Forget The Term Global Warming. Hello Global Weirding. - ddrouin
http://www.nytimes.com/2010/02/17/opinion/17friedman.html

======
brc
I'll round it up for Thomas: \- it's likely that the earth has seen
temperatures as high or higher as recently as 1000 years ago, with no human
input. The level of warming is not precendented in recent (geological) history
\- the rate of warming from 1979-2005 matches other rates of warming in the
instrumental record, so the rate of warming is not unprecedented. -there has
been no statistically significant warming since 1995 -the production of co2
and associated increase in the atmosphere has followed previous trends and
predictions \- sea ice loss and glacier loss may or may not be related to the
warming temperature, in many cases it is not clearly known (ie Himalayas) and
requires more study. In other cases it may be microclimate changes causing
snow loss (Kiliminjaro, deforestation) \- there is no statistically
significant increase in extreme weather events measured over the 20th century.
While there was an increase in insurance losses, this is due to more people
and property living in high risk areas. \- the early IPCC and other
predictions made in the late '80s and early '90s have failed to predict the
global average temperature \- the underpinning of the AGW theory is that the
earth has warmed since the mid 20th century, and scientists haven't been able
to find any other reason, so the assumption is that it is greenhouse gases
causing this, given they have gone from ~ 0.000035% to .000038% of the
atmosphere

Don't believe me though : these are the facts as I have read and understand
them, everyone reads and believes different things. Also see Richard Lindzens'
recent post to the Boston Globe
([http://www.boston.com/bostonglobe/editorial_opinion/letters/...](http://www.boston.com/bostonglobe/editorial_opinion/letters/articles/2010/02/19/the_sound_of_alarm/))
for his views on this type of editorial - he sums this up in a much better way
than I could.

Finally, the 'in the pay of big oil and coal' is a tired meme and shows
political advocacy rather than a true discussion of the issues.

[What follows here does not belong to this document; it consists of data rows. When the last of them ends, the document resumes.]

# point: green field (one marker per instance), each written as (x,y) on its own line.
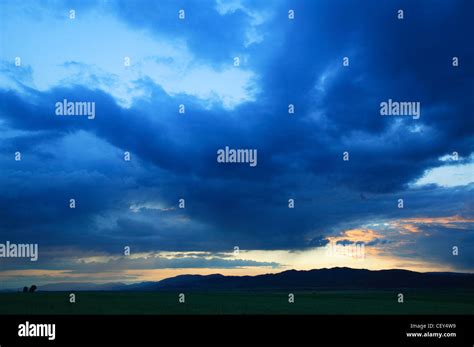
(324,302)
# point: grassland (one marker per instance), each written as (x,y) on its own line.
(326,302)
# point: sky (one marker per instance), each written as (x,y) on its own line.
(140,62)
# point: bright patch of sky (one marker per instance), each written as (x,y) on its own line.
(90,50)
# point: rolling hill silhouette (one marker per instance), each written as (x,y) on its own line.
(334,279)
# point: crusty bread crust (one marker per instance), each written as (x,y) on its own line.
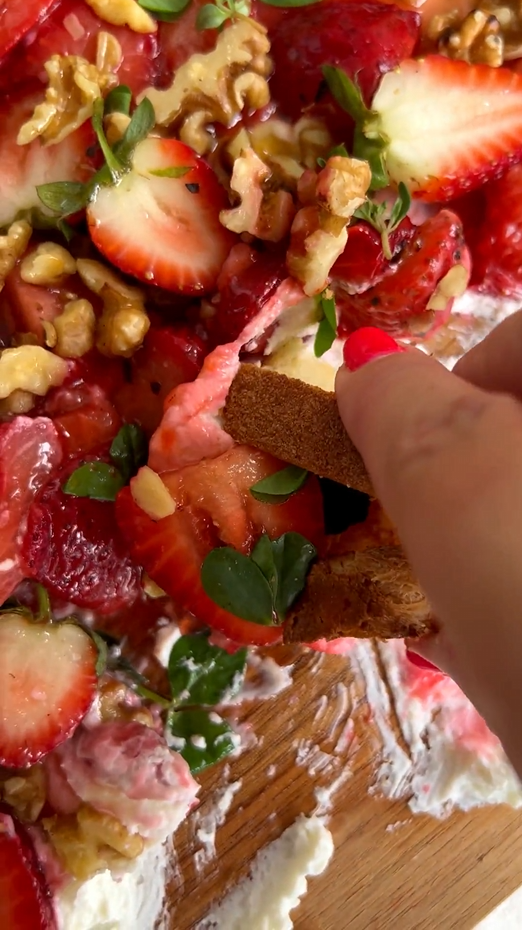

Most of the
genuine research sceptics are self funded or in tenured university posts. Yes,
there are oil-funded research groups, but these do not provide the bulk of
sceptical views. The oil, gas and coal industries have donated millions to
climate science research, and AGW research has received billions from
governments. Like there is no shadowy conspiracy of climate scientists to
instate a communist world government, there is no shadowy network of big oil
funding for sceptics.

------
dantheman
Flagged: Pure politics -- contributes nothing but hearsay.

------
InclinedPlane
I live in a 2 bedroom apartment and drive a Corolla. Thomas Friedman lives
here:
[http://17.media.tumblr.com/tumblr_kr4dmdT1gb1qa45fzo1_500.gi...](http://17.media.tumblr.com/tumblr_kr4dmdT1gb1qa45fzo1_500.gif)

When Friedman's carbon footprint comes down to within an order of magnitude of
my own then I'll _consider_ what he has to say about the dangers of CO2
emissions to the world. Until then, I'll consider him just another blow hard
who enjoys feeling important about himself, can't resist telling the rest of
the world how to live, and doesn't even appear to take his own words
seriously.